In one example, the adhesive layer may have, in a graph (X-axis:
temperature, Y-axis: storage elastic modulus) of storage elastic
moduli depending on temperatures, where the X-axis is a temperature
and the Y-axis is a storage elastic modulus, an absolute value of
the slope of the storage elastic modulus with respect to the
temperature before curing, greater than an absolute value of the
slope of the storage elastic modulus with respect to the
temperature after curing. Here, the storage elastic modulus may be
measured at a temperature range of 25.degree. C. to 65.degree.
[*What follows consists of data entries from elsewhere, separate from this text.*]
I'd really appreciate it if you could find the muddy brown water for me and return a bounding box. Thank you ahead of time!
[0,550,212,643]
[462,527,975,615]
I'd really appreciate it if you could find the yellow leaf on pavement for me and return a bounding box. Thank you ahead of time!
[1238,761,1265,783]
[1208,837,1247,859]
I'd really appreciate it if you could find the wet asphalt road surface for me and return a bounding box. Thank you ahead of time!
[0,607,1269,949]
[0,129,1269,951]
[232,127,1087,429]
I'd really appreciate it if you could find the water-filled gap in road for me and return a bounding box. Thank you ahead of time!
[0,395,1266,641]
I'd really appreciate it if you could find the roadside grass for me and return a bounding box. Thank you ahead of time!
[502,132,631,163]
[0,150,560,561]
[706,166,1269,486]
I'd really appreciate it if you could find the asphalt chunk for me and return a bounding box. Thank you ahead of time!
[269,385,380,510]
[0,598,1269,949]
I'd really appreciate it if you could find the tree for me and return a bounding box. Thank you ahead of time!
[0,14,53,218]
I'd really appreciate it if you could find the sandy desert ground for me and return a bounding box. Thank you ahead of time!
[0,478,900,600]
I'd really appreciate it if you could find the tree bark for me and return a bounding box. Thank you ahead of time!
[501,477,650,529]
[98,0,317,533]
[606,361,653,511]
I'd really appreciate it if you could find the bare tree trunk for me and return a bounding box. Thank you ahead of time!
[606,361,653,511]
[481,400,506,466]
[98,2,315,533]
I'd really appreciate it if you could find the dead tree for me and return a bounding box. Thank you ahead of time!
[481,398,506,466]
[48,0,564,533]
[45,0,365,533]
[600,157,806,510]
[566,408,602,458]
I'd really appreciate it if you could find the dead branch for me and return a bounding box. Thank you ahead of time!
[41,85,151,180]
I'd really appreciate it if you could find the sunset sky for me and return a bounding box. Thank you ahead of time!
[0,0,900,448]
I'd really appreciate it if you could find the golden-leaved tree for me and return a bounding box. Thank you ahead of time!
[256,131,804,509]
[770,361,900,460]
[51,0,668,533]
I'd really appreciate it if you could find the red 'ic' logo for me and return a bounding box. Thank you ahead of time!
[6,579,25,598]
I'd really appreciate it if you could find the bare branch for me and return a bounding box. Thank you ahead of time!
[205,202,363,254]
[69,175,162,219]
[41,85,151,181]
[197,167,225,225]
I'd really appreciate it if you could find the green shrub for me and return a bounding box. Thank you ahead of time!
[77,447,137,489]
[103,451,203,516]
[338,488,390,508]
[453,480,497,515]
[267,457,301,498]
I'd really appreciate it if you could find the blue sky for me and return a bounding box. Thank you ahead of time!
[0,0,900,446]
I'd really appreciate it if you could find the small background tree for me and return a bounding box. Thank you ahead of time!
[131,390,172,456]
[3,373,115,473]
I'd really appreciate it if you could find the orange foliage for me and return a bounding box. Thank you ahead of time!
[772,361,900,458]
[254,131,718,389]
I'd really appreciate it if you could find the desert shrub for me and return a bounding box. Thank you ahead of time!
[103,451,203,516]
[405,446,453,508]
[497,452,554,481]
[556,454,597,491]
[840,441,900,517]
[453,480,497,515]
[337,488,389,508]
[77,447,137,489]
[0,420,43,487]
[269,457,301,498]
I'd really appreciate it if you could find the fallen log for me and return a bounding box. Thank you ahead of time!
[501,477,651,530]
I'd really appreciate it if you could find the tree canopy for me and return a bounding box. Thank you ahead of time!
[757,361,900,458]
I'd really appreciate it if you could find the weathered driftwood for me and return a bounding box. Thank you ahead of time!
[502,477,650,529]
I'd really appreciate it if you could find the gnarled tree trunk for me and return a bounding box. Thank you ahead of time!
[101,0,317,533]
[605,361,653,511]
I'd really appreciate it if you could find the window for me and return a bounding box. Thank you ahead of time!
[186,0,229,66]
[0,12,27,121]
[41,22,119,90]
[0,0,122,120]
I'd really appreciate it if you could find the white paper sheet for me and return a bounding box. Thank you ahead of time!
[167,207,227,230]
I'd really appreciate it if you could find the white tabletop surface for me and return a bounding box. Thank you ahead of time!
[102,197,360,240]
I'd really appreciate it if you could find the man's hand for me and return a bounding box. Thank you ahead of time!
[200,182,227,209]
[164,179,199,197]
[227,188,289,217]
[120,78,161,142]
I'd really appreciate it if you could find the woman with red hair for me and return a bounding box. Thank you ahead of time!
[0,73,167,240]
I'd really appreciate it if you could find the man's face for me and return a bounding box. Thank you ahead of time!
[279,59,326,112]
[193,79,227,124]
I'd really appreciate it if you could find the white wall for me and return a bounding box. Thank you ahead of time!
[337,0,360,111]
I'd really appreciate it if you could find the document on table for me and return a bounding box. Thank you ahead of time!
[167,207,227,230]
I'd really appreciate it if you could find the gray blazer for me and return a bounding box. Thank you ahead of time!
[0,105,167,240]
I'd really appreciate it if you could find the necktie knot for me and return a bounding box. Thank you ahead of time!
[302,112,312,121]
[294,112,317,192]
C.
under conditions of a strain of 5% and a frequency of 1 Hz.
Otherwise, a ratio (A/B) of the absolute value (A) of the slope of
the storage elastic modulus with respect to the temperature after
curing to the absolute value (B) of the storage elastic modulus
with respect to the temperature before curing may be in a range of
0.001 to 0.9 or 0.001 to 0.8. Generally, as the temperature
increases, the polymer has a lower storage elastic modulus, where
the adhesive layer of the present application can realize excellent
step filling property in a vacuum heat cohesion condition applied
to a substrate by maintaining the large absolute value of the slope
before curing to have a low storage elastic modulus at a high
temperature. In addition, the present application also maintains a
high storage elastic modulus at a high temperature by keeping the
slope small after curing, and thus can realize heat resistant
durability at high temperature and high humidity by being applied
to a flexible organic electronic device.
In one example, the adhesive layer may have a viscosity measured
depending on shear stress in conditions of a temperature at any one
point of 50.degree. C. to 70.degree. C., a strain of 5% and a
frequency of 1 Hz before curing in a range of 100 Pas to 10.sup.4
Pas, or 500 Pas to 8,000 Pas. In the application of the organic
electronic device, the adhesive satisfying the above viscosity
range can realize excellent step filling property in the vacuum
heat cohesion condition.
In one example, the adhesive layer may be a multi-layer structure.
For example, the adhesive layer may have a structure of two or more
layers, and the composition of the two adhesive layers may be the
same or different.
In an embodiment of the present application, the adhesive layer may
have a storage elastic modulus, as measured in conditions of a
temperature of 25.degree. C., a strain of 5% and a frequency of 1
Hz after curing, in a range of 10.sup.5 to 10.sup.9 Pa, 0.5 MPa to
800 MPa or 0.8 MPa to 500 MPa. By controlling the physical
properties of the adhesive layer within the above elastic modulus
range, the present application can effectively suppress the stress
in each layer constituting the flexible organic electronic device,
and suppress the luminance change rate according to Equation 1
described below to provide a reliable organic electronic
device.
In one example, the organic electronic device of the present
application may further comprise an encapsulating layer (4)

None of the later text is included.